Le président Félix Tshisekedi a indiqué que la «RDC ne peut pas organiser la présidentielle 2028, sans la participation des provinces du Nord-Kivu et du Sud-Kivu, où les combats se poursuivent entre les militaires congolais et la rébellion du M23 (Mouvement du 23 mars)».
«Si nous ne pouvons pas mettre fin à cette guerre, malheureusement, nous ne pourrons pas organiser les élections en 2028», a soutenu le Chef de l’Etat du pays francophone le plus peuplé sur la planète.
Selon l’actuelle Constitution de la RDC, le «Président est élu pour un mandat de cinq ans renouvelable une seule fois». Félix Tshisekedi est arrivé au pouvoir en 2019 et a déjà été réélu fin 2023. Il doit donc achever son second quinquennat en 2028.
En attendant cette échéance, des voix parlementaires s’élèvent depuis plusieurs mois dans son camp, pour un amendement de la Constitution pouvant lui ouvrir la voie pour un 3è mandat consécutif.
Une éventualité critiquée au vitriol par ses opposants qui lui promettent une réplique politique, si la manœuvre de modification constitutionnelle est enclenchée.

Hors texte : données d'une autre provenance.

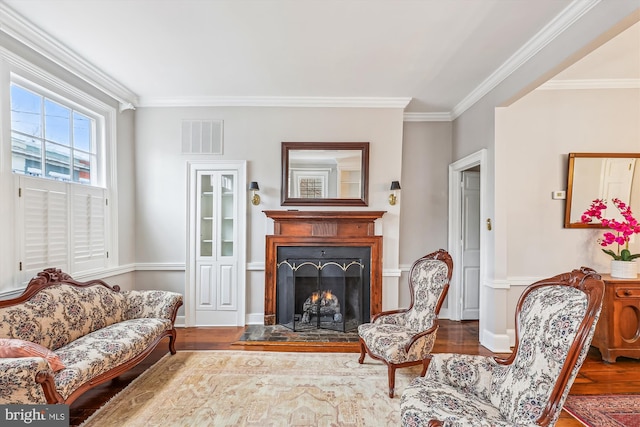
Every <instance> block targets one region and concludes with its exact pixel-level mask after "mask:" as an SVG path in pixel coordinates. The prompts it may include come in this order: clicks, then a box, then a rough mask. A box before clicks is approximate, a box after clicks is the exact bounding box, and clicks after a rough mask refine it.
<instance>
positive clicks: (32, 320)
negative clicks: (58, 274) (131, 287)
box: [0, 283, 127, 350]
mask: <svg viewBox="0 0 640 427" xmlns="http://www.w3.org/2000/svg"><path fill="white" fill-rule="evenodd" d="M126 310H127V302H126V297H125V296H124V295H122V294H121V293H119V292H114V291H113V290H111V289H109V288H107V287H105V286H102V285H92V286H86V287H80V286H73V285H70V284H66V283H63V284H58V285H53V286H50V287H48V288H46V289H43V290H41V291H40V292H38V293H37V294H35V295H34V296H32V297H31V298H30V299H29V300H27V301H25V302H24V303H22V304H19V305H16V306H10V307H4V308H0V338H17V339H21V340H25V341H30V342H34V343H36V344H40V345H42V346H44V347H47V348H48V349H50V350H56V349H58V348H60V347H62V346H64V345H66V344H68V343H70V342H72V341H73V340H75V339H77V338H78V337H81V336H83V335H86V334H88V333H90V332H93V331H96V330H98V329H100V328H104V327H105V326H109V325H112V324H114V323H117V322H120V321H122V320H123V319H124V312H125V311H126Z"/></svg>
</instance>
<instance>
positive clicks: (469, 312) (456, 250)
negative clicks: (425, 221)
mask: <svg viewBox="0 0 640 427" xmlns="http://www.w3.org/2000/svg"><path fill="white" fill-rule="evenodd" d="M486 170H487V167H486V149H482V150H480V151H478V152H476V153H474V154H471V155H469V156H467V157H465V158H463V159H460V160H458V161H456V162H454V163H452V164H451V165H449V227H448V228H449V252H450V253H451V257H452V258H453V275H452V278H451V287H450V288H449V300H448V308H449V310H448V311H449V317H450V319H451V320H475V319H478V320H480V322H482V318H483V307H482V304H481V301H482V284H483V277H484V274H486V268H485V259H486V249H485V246H484V245H486V239H483V236H482V234H483V233H482V230H483V229H484V228H483V227H484V225H483V218H485V217H486V215H485V212H486V211H487V210H486V207H485V206H483V203H486V197H484V195H485V188H486V183H487V178H486Z"/></svg>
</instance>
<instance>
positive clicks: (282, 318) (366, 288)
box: [276, 246, 371, 332]
mask: <svg viewBox="0 0 640 427" xmlns="http://www.w3.org/2000/svg"><path fill="white" fill-rule="evenodd" d="M277 259H278V263H277V274H276V278H277V283H276V323H277V324H279V325H283V326H286V327H287V328H289V329H291V330H293V331H309V330H312V329H331V330H334V331H341V332H350V331H353V330H355V329H356V328H357V327H358V325H360V324H362V323H364V322H365V321H368V319H369V318H370V306H369V299H370V295H369V294H370V291H371V289H370V277H371V268H370V259H371V248H369V247H340V246H327V247H325V246H319V247H302V248H300V247H296V246H282V247H280V248H278V258H277ZM365 319H367V320H365Z"/></svg>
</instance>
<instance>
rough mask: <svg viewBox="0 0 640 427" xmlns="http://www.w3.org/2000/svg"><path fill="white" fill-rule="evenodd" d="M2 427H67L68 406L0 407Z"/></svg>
mask: <svg viewBox="0 0 640 427" xmlns="http://www.w3.org/2000/svg"><path fill="white" fill-rule="evenodd" d="M0 425H1V426H3V427H5V426H6V427H13V426H35V427H69V405H0Z"/></svg>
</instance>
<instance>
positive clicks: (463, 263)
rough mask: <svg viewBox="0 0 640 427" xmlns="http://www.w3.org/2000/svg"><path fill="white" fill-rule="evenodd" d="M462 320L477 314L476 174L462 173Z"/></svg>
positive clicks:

Depuis fin 2024, la situation sécuritaire dans l’Est de la RDC s’est de nouveau détériorée avec de nouvelles attaques des combattants du Mouvement du 23 Mars (M23) dans les provinces du Nord-Kivu et du Sud-Kivu, après avoir déjà pris le contrôle de «plusieurs villes importantes, provoquant d’importants déplacements de populations civiles», selon plusieurs recoupements onusiens sur le sujet.